To test whether vertical location information can be observed across all three vertical bins, we modelled the neural data as a function of the fragments’ vertical location, now separately for each pairwise comparison along the vertical axis (i.e., top versus bottom, top versus middle, and middle versus bottom). (a) For the fMRI data, we only found consistent evidence for vertical location information in the OPA: top versus bottom (t[29]=4.10, p<0.001, pcorr <0.05), top versus middle (t[29]=2.13, p=0.021, pcorr >0.05), middle versus bottom (t[29]=2.06, p=0.024, pcorr >0.05). Although the effect was numerically bigger for top versus bottom, we did not find a significant difference between the three pairwise comparisons in OPA (F[2,58]=2.71, p=0.075). (b) For the EEG data, we found significant vertical location information for all three comparisons. Here, the middle-versus-bottom comparison yielded the weakest effect, which was significantly smaller than the effect for top versus bottom from 120 ms and 195 ms and significantly smaller than the effect for top versus middle from 110 ms to 285 ms. Together, these results suggest that schematic coding can be observed consistently across the different comparisons along the vertical axis, although comparisons including the top fragments yielded stronger effects. Significance markers represent p<0.05 (corrected for multiple comparisons). Empty markers represent p<0.05 (uncorrected). Error margins reflect standard errors of the mean.

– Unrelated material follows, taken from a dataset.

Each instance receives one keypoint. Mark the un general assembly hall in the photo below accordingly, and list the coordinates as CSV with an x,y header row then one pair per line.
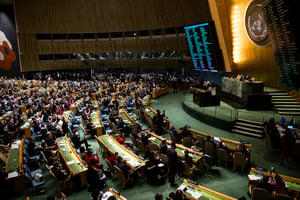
x,y
149,100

Figure 2—figure supplement 8. Controlling for task difficulty.

Figure 2—figure supplement 8.

(a) To control for task difficulty effects in the indoor/outdoor classification task, we computed paired t-tests between all pairs of fragments, separately for their associated accuracies and response times. We then constructed two predictor RDMs that contained the t-values of the pairwise tests between the fragments: For each pair of fragments, these t-values corresponded to dissimilarity in task difficulty (e.g., comparing two fragments associated with similarly short categorization response times would yield a low t-value, and thus low dissimilarity). This was done separately for the fMRI and EEG experiments (matrices from the EEG experiment are shown). The accuracy and response time RDMs were mildly correlated with the category RDM (fMRI: accuracy: r = 0.10, response time: r = 0.15; EEG: accuracy: r = 0.17, response time: r = 0.16), but not with the vertical location RDM (fMRI: both r < 0.01, EEG: both r < 0.01). After regressing out the task difficulty RDMs, we found highly similar vertical location and category information as in the previous analyses (Figure 3b/c). (b) In the fMRI, only category information in OPA was significantly reduced when task difficulty was accounted for. (c) In the EEG, towards the end of the epoch – when participants responded – location and category information were decreased. This shows that the effects of schematic coding – emerging around 200 ms after onset – cannot be explained by differences in task difficulty. The dashed significance markers represent significantly reduced information (compared to the main analyses, Figure 3b/c) at p<0.05 (corrected for multiple comparisons).

Figure 2—figure supplement 9. Categorical versus Euclidean vertical location predictors.

Figure 2—figure supplement 9.

We defined our vertical location predictor as categorical, assuming that top, middle, and bottom fragments are coded distinctly in the human brain. An alternative way of constructing the vertical location predictor is in terms of the fragments’ Euclidean distances, where fragments closer together along the vertical axis (e.g., top and middle) are represented more similarly than fragments further apart (e.g., top and bottom). (a) For the fMRI data, we found that the categorical and Euclidean predictors similarly explained the neural data, with no statistical differences between them (all t[29] <1.15, p>0.26). (b) For the EEG data, we found that both predictors explained the neural data well. However, the categorical predictor revealed significantly stronger vertical location information from 75 ms to 340 ms, suggesting that, at least in the EEG data, the differentiation along the vertical axis is more categorical in nature. Significance markers represent p<0.05 (corrected for multiple comparisons). Error margins reflect standard errors of the mean.